"Permission sync that actually works, finally."
Northvale Capital manages $14B in assets across public equity, credit, and private markets. Their analysts spend hours pulling information from earnings reports, investor decks, and internal research. They built an in-house RAG system that worked fine until the SEC started asking questions about permission controls.
Northvale's engineering team had built a RAG system on Pinecone and GPT-4 that worked well for the first 50 analysts. By the time it reached 200 users, the permission layer was a mess. Different desks had different access to the same underlying data, and the application-layer filtering couldn't keep up.
The incident that forced a rebuild was a near-miss: a junior analyst retrieved a document that should have been restricted to the credit desk. Nothing was leaked externally, but the audit committee demanded an immediate review.
"We had a production system that we couldn't prove was safe. That's not a system, that's a liability."
The compliance team had one requirement: cross-desk data isolation had to be architectural, not a filter that could be bypassed. Embedix uses PostgreSQL row-level security plus tenant-scoped vector collections. Developers literally cannot write a query that returns another desk's data.

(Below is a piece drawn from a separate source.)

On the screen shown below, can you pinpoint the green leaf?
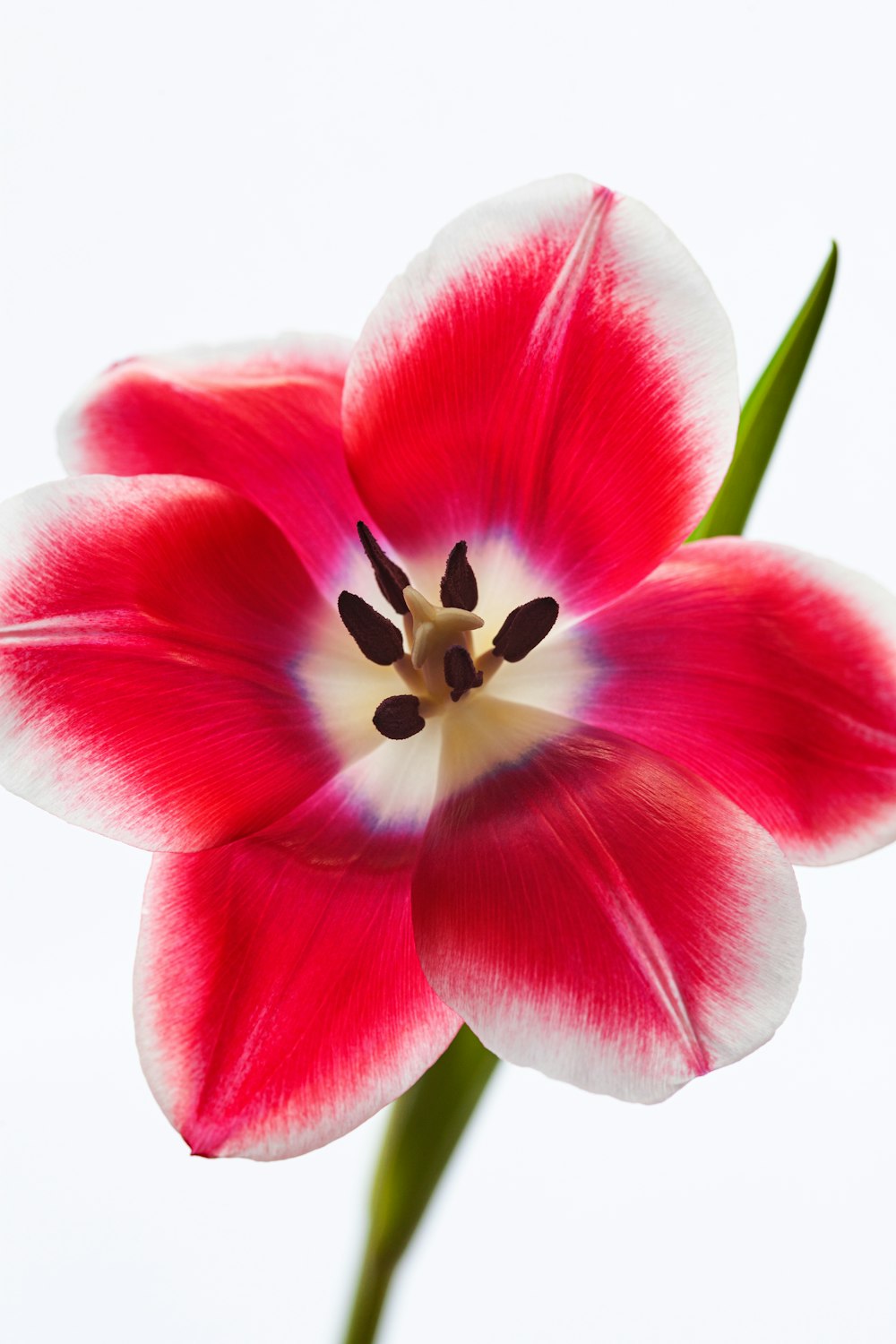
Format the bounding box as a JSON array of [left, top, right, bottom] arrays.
[[345, 244, 837, 1344], [345, 1027, 497, 1344], [688, 244, 837, 542]]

This was the decision that closed the deal. It moved permission enforcement from 'a feature we trust' to 'a property of the database.'
The team migrated 800,000 documents from Pinecone to Embedix over six weeks. The document parsing pipeline absorbed messy earnings reports and scanned deal memos without the usual cleanup step. Analysts noticed the retrieval quality went up, not down.
Northvale now runs Embedix across 340 analysts and seven desks, with full audit logs exported daily to their GRC system.